15 septembre 2008

Un moment sous la pluie




Un de mes petits plaisirs préférés, la douceur des tartines de confiture de fraises bénies d'un Darjeeling, me rappelle que je suis bien vivant et que la mort ne pas ma saisie lorsque nous nous sommes croisés la nuit dernière. Elle avait pris la forme d'une voiture et de son chauffeur -si on peut se permettre de l'appeler ainsi. Ce dernier ressemblait au cliché que je me fais des vieux noirs se berçant paresseusement sur le porche d'une maison délabrée d'Alabama, les petites  lunettes au bout d'un nez ridé. Le sol était luisant de pluie, noir comme l'encre humide. Nous nous sommes touchés. J'ai senti - malgré l'intense dégustation de Scotchs et Pu Er dont mon esprit se remettait à peine, - la force de cet instant, une fenêtre rien que pour moi, une exclusivité bouleversante: j'avais beau être avec mes amis, je serais mort seul. Coquette dans le luisant de la bruine, la mort m'a dit, regarde, je suis là, toujours aussi belle d'imprévisibilité, de nuances, t'en serais-tu douté?, j'aurais pu te prendre, voler ta présence, ici ta forme ne tient qu'au fil du rêve, aussi fragile qu'une brise tiède dans la moiteur des ruelles endormies. Un rêve bien réel, le pare-choc de la voiture posé contre ma jambe. Même si sur le coup je crie des injures au pauvre homme hébété, peu importe lesquelles sortent de mon ventre, je vois bien que ce n'est pas à lui qu'elles s'adressent, elles sont pour la mort, cachée sur la banquette arrière... c'est le moins qu'on puisse faire, on peut se permettre de crier au fauve que l'on sait en cage, la faux s'était déjà arrêtée. Une seule évidence, s'éteindre embaumé par les effluves des élixirs bus quelques instants plus tôt m'aurait fait paraître ce dommage plus léger, l'âme déjà propulsée au cieux n'en aurait à peine vu la différence.

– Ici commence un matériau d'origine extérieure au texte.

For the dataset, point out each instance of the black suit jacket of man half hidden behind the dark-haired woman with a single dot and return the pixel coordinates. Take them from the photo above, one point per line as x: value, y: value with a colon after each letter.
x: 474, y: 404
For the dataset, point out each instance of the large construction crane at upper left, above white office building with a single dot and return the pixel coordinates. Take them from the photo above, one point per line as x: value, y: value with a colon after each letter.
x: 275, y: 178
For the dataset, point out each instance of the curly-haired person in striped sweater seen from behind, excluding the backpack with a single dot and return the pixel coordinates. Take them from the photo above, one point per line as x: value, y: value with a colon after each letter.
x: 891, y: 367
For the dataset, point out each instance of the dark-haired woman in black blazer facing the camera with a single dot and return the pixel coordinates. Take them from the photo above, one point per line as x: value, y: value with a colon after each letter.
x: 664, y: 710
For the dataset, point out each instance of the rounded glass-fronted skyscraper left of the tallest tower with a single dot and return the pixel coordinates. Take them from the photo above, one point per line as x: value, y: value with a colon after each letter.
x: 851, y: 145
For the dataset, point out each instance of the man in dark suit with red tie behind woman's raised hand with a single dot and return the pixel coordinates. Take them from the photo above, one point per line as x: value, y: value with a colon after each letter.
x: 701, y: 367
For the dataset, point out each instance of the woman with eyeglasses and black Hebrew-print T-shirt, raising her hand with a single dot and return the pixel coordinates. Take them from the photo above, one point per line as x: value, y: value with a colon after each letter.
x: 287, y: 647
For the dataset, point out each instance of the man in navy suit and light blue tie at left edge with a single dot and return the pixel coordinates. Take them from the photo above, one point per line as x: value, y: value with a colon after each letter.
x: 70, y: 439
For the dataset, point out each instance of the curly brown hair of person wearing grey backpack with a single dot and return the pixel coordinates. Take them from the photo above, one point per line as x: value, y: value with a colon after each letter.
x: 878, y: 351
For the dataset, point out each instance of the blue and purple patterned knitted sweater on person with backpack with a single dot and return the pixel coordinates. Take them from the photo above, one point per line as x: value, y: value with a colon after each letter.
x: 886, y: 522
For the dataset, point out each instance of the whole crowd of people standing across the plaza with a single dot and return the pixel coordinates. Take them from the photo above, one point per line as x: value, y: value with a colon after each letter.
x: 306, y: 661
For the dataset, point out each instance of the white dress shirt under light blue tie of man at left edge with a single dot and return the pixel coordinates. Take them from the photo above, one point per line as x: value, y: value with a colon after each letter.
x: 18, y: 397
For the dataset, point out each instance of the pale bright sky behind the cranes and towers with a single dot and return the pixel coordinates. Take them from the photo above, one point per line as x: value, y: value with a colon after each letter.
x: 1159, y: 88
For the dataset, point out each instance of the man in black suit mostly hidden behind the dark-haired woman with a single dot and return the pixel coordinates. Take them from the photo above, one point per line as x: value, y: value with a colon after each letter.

Aujourd'hui je regarde les gens qui marchent sur la rue, j'en reconnais quelques uns qui habitent le quartier. Que je sois mort ou non, tout continue. Tout le rien ne change. L'harmonie du monde, au sein du chaos paisible de chaque moment qui passe.

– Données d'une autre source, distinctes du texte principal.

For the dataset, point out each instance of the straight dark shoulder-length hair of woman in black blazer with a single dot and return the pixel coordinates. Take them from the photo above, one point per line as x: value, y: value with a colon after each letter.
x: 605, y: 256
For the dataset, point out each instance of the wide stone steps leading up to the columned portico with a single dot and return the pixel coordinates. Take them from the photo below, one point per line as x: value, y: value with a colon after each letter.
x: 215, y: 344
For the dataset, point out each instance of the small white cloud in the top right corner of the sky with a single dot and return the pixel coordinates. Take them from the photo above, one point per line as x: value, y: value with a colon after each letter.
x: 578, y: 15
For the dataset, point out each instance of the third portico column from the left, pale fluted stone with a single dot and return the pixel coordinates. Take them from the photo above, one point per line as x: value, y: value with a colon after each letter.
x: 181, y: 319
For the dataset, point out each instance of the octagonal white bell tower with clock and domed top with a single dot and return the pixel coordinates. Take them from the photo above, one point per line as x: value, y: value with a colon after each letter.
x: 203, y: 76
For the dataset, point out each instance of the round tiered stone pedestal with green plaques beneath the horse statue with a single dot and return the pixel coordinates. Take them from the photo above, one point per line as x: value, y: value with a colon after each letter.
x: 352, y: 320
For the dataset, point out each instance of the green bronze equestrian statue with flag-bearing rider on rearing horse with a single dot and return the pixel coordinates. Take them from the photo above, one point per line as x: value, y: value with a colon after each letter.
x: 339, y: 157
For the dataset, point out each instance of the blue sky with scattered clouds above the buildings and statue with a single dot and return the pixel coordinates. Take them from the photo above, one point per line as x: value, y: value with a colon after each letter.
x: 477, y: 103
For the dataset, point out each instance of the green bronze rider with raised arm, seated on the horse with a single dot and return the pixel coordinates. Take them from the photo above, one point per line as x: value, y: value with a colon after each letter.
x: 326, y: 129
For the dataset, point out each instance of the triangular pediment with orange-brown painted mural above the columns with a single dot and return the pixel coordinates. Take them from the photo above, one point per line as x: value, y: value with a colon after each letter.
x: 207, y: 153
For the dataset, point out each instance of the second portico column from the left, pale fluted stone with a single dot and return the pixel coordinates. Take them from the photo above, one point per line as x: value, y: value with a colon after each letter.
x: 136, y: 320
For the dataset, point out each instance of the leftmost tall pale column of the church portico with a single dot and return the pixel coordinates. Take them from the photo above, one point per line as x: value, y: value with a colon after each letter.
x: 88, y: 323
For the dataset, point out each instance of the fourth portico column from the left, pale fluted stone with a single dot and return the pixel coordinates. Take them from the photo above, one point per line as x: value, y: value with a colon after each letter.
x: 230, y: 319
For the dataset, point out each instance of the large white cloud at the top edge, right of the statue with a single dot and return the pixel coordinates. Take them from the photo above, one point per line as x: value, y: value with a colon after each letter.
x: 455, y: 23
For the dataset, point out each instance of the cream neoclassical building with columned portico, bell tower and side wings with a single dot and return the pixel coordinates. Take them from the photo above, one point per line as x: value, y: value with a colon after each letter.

Photo modifiée de l'originale par benoit_d, Creative Commons
Musique: Philip Glass par Kronos Quartet, String Quartet #3, "Mishima"

5 commentaires:

lionel a dit…

Je suis aussi souvent frappé par l'opiniâtreté du monde à continuer, malgré tout, à avancer, rouleau compresseur...

Bien content que cette voiture n'ait fait que t'effleurer, sans quoi nous n'aurions jamais lu ce joli billet...

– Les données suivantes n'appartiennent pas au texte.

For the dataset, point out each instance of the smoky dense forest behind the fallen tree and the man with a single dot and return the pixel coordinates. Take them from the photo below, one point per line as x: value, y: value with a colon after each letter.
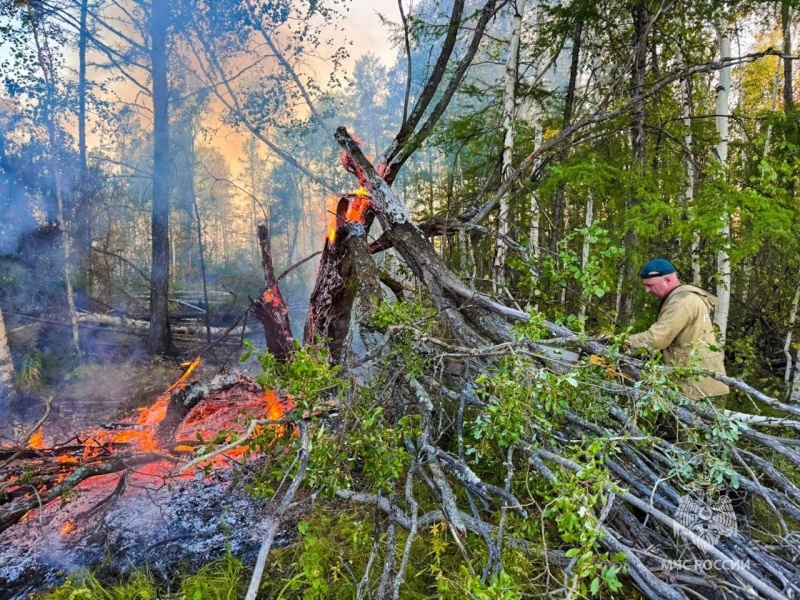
x: 142, y: 143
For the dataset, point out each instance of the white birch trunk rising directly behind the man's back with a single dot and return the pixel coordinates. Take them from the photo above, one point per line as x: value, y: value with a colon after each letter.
x: 722, y: 112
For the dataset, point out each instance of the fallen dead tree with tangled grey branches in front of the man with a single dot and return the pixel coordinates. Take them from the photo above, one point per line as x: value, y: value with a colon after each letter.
x: 647, y: 512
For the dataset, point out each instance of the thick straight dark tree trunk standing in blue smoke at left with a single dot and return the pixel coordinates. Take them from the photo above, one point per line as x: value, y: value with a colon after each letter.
x: 159, y: 339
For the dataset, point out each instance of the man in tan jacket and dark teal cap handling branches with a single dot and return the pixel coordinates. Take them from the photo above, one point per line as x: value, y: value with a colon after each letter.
x: 684, y: 331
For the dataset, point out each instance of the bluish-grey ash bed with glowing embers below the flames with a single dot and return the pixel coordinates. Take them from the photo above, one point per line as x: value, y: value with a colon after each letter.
x: 154, y: 524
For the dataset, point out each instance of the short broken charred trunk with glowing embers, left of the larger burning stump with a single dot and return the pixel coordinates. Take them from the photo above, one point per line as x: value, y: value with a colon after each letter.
x: 271, y: 308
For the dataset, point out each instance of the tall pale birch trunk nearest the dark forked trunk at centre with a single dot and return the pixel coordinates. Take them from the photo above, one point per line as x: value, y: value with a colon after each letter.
x: 509, y: 115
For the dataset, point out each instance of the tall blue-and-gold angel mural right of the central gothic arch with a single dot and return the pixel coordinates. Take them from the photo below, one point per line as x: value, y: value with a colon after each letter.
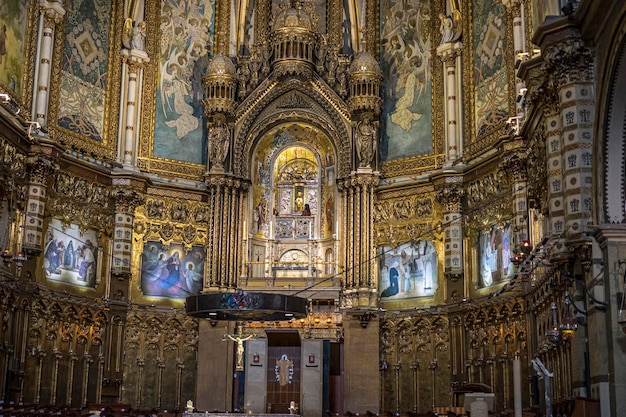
x: 406, y: 64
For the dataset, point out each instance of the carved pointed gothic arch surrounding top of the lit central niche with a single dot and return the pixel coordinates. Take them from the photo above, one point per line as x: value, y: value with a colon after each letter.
x: 310, y: 103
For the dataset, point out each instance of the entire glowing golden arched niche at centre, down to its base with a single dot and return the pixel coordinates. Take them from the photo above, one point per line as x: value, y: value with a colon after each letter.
x: 292, y: 206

Quelle association malt/pu er avais-tu dans ce qui a failli être ton dernier "bol alimentaire" ?

Sacha a dit…

Mmmmm...
Un ami habitant présentement au Yunnan avait apporté pour son séjour à Montréal quelques tuochas de Xiaguan, des briques de shu de style tibétain et autres p'tits trucs sympas. Comme Scotch on avait du Glenmorangie 10 ans (ouais, bof!), Glendronach 12 ans (top!) et du Ardberg 10 ans, en plus du sake et du vin jaune du Jura! Une soirée mémorable...

ginkgo a dit…

ouf et bien moi aussi je suis bien contente que tu puisses être tranquille chez toi et ni à la morgue ni scotché dans 1 lit d'hôpital !

Philippe a dit…

Toujours sympa d'entendre du Philip Glass... J'adore ses accords arpégés répétitifs qui finissent par devenir complètement envoûtants voire hypnotisants ! Je trouve que cet extrait s'accorde parfaitement avec ta photo, c'est vraiment bien vu.

Vanessa a dit…

Une rencontre des plus intenses. J'aime énormément cet instant sur cette route noire d'encre. Des injures au passager de la voiture biensûr...
je l'ai déjà rencontrée mais elle ne m'a jamais parue aussi pleine de sens, aussi chaînon du cycle de vie. Elle était belle ce soir-là et je suis ravie qu'elle t'ai laissé un délai...
beaucoup d'ivresses liquides et spirituelles t'attendent.